Xiao Zhang, Professor, Gene and Linda Voiland School of Chemical Engineering and Bioengineering, Washington State University

Xiao Zhang headed the research.

With about 30% of the carbon on Earth derived from sources other than fossil fuels, lignin is the second most prevalent renewable carbon source. All vascular plants contain it, where it creates cell walls and gives plants their rigidity.

Lignin contributes between 20 and 35% of the weight of wood, makes vegetables firm, and enables trees to stand. Although it is notoriously challenging to extract from plants, the substance shows promise as a precursor for biobased materials and fuels.

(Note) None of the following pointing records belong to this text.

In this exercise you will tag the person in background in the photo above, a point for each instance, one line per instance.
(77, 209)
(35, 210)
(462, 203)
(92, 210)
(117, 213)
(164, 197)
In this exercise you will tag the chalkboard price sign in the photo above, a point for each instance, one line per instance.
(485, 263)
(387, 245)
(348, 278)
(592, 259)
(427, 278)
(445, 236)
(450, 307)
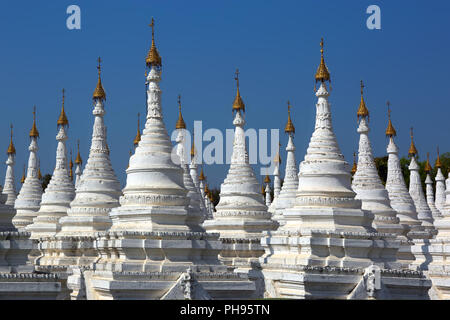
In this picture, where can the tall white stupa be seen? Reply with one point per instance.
(429, 190)
(440, 185)
(160, 257)
(28, 201)
(415, 189)
(60, 190)
(367, 183)
(288, 192)
(401, 200)
(9, 187)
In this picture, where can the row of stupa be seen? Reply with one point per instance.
(324, 235)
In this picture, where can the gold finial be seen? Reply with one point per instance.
(138, 134)
(201, 177)
(238, 104)
(153, 58)
(99, 92)
(71, 167)
(180, 122)
(11, 149)
(289, 128)
(62, 120)
(78, 159)
(390, 131)
(427, 164)
(322, 73)
(412, 149)
(34, 133)
(22, 181)
(193, 151)
(362, 110)
(355, 166)
(438, 163)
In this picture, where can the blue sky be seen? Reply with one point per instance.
(275, 44)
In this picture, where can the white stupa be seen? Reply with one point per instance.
(430, 192)
(79, 163)
(401, 200)
(196, 214)
(60, 190)
(9, 187)
(98, 189)
(416, 191)
(160, 256)
(367, 183)
(327, 248)
(195, 179)
(288, 192)
(440, 185)
(28, 201)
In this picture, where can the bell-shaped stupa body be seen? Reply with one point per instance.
(29, 199)
(59, 192)
(367, 183)
(415, 190)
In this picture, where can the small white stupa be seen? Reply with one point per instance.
(401, 200)
(416, 191)
(288, 192)
(160, 256)
(430, 192)
(367, 183)
(28, 201)
(60, 190)
(440, 184)
(9, 187)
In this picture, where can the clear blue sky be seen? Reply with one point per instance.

The material is typically separated during the papermaking and biorefining processes, but these processes frequently contaminate and drastically impact the chemical and physical properties of lignin, lowering its value.

As a result, most lignin is either burned to generate fuel and electricity or used in low-value products such as cement additives or as a binder in animal feed. Producing more homogeneous lignin opens the possibility of developing high-value materials to replace petroleum-derived plastics and polymers.

Because of its heterogeneity, lignin can’t be used as a valuable material despite centuries of effort. The saying has been that ‘you can make anything out of lignin, except money.’ There’s so much heterogeneity in the molecules that nobody can reliably make things out of it.

Xiao Zhang, Professor, Gene and Linda Voiland School of Chemical Engineering and Bioengineering, Washington State University

Zhang holds a joint appointment with Pacific Northwest National Laboratory.

The investigators separated lignin from wheat straw using a solvent and were able to preserve and regulate its key properties, creating a more uniform molecule with a consistent molecular weight that is more useful for industry. The extracted lignin was light in color, similar to lignin found in nature.

The lignin had a strong affinity for the solvent because it is an electron-rich compound, and the electron interactions made it possible for the investigators to extract it with few chemical reactions, protecting its natural molecular structure, which is frequently easily damaged in chemical separations.

The Office of Commercialization at WSU has filed a provisional patent and will work with the researchers to scale up and commercialize this technology. The study team is working to reduce the lengthy processing time and the amount of purification chemicals required to make it more viable for industrial applications.

The research was done in collaboration with PNNL Computational Scientist Edoardo Apra and the University of Tennessee, Knoxville Professor Art Ragauskas.

The study received funding from the National Science Foundation, the United States Department of Agriculture’s National Institute of Food and Agriculture, and WSU’s Commercialization Gap fund.

Journal Reference:

Lin, K.-T., et al. (2023) Lignin with controlled structural properties by N-heterocycle-based deep eutectic solvent extraction. Proceedings of the National Academy of Sciences. doi.org/10.1073/pnas.2307323120.